When teams ask us to audit an on-call rotation, the first thing they show is the page-count graph. It’s the easiest metric. It’s also the least useful one.

Time to acknowledgement
If the median ack time is >5 minutes, the engineer isn’t sleeping near their phone. They’ve stopped trusting the rotation because of past noise. Fix the noise first; the ack time recovers.
Escalation depth
For every page that gets escalated to a second person, count it as 1.5 pages. If your team is mostly L1 → L2 → CTO, your real load is 50% higher than the count suggests.
Post-incident recovery time
Most teams underweight this. After a 3am page, the engineer’s productive output for the next 36 hours is roughly half. Track “on-call to retro” as a coverage cost.
What good looks like
In a healthy rotation: median ack <2 min, escalation rate <15%, retros within 48 hours of every Sev-1. Get those three right and page volume stops being the limiting factor.
The operating test
We treat this as real only when it changes a dashboard, a runbook, and one named engineer’s weekly work. If the idea cannot survive those three places, it is probably just a slide.
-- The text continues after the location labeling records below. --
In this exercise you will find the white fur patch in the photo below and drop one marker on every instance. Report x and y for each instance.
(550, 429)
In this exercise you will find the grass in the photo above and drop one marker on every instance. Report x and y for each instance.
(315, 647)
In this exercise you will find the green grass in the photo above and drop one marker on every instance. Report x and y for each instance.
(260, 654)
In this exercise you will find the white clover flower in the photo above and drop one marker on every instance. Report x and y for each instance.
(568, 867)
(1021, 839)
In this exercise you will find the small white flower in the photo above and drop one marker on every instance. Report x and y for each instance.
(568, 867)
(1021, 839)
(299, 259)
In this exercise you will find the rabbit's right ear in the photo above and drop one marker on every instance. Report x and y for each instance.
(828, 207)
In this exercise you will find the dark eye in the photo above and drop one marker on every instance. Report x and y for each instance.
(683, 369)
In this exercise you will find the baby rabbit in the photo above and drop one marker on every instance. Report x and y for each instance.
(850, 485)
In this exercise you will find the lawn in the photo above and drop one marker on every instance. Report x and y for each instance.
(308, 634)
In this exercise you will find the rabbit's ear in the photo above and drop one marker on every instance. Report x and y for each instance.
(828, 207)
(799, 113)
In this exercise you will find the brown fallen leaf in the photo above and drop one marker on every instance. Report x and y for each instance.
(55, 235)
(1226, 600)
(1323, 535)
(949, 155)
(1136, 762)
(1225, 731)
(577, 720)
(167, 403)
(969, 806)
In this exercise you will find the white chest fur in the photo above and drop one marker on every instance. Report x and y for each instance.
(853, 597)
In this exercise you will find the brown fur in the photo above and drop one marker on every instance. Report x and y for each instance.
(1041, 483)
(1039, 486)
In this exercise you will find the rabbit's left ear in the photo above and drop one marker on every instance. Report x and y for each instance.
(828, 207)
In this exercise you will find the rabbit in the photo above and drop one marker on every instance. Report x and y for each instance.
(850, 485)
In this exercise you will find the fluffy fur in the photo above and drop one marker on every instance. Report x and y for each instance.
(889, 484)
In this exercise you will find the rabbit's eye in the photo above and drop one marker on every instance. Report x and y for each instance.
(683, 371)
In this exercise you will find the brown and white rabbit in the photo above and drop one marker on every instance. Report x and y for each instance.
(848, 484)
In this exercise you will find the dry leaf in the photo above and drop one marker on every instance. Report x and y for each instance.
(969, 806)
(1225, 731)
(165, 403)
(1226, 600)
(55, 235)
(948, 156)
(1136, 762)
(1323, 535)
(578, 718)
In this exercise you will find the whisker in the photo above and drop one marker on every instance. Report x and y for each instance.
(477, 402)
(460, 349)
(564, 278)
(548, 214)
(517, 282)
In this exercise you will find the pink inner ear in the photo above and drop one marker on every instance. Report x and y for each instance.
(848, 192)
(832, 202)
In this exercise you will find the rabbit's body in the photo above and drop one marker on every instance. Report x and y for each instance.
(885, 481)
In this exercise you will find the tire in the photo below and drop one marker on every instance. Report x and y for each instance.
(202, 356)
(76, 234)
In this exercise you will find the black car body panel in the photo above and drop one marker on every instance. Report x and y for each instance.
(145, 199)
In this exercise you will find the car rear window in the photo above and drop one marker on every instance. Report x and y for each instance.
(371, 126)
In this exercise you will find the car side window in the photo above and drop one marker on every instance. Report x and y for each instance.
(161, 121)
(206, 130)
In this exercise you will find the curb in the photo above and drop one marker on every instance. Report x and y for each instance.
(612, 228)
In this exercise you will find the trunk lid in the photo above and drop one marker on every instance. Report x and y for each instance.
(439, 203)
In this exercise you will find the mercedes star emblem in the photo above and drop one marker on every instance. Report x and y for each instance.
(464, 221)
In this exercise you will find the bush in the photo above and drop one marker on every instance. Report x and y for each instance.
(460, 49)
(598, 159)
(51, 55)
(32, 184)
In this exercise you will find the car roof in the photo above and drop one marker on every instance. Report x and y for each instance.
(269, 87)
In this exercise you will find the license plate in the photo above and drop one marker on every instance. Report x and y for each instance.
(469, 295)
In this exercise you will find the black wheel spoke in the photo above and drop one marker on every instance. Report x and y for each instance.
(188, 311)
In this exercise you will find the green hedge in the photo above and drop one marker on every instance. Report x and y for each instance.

The useful version is specific, measurable, and owned by someone who can say what changed after it shipped.
What we would do differently
- Instrument before changing architecture. The baseline decides whether the fix worked.
- Name the trade-off. Every improvement costs latency, money, complexity, or time somewhere else.
- Revisit it after 30 days. Production has a way of teaching what the workshop missed.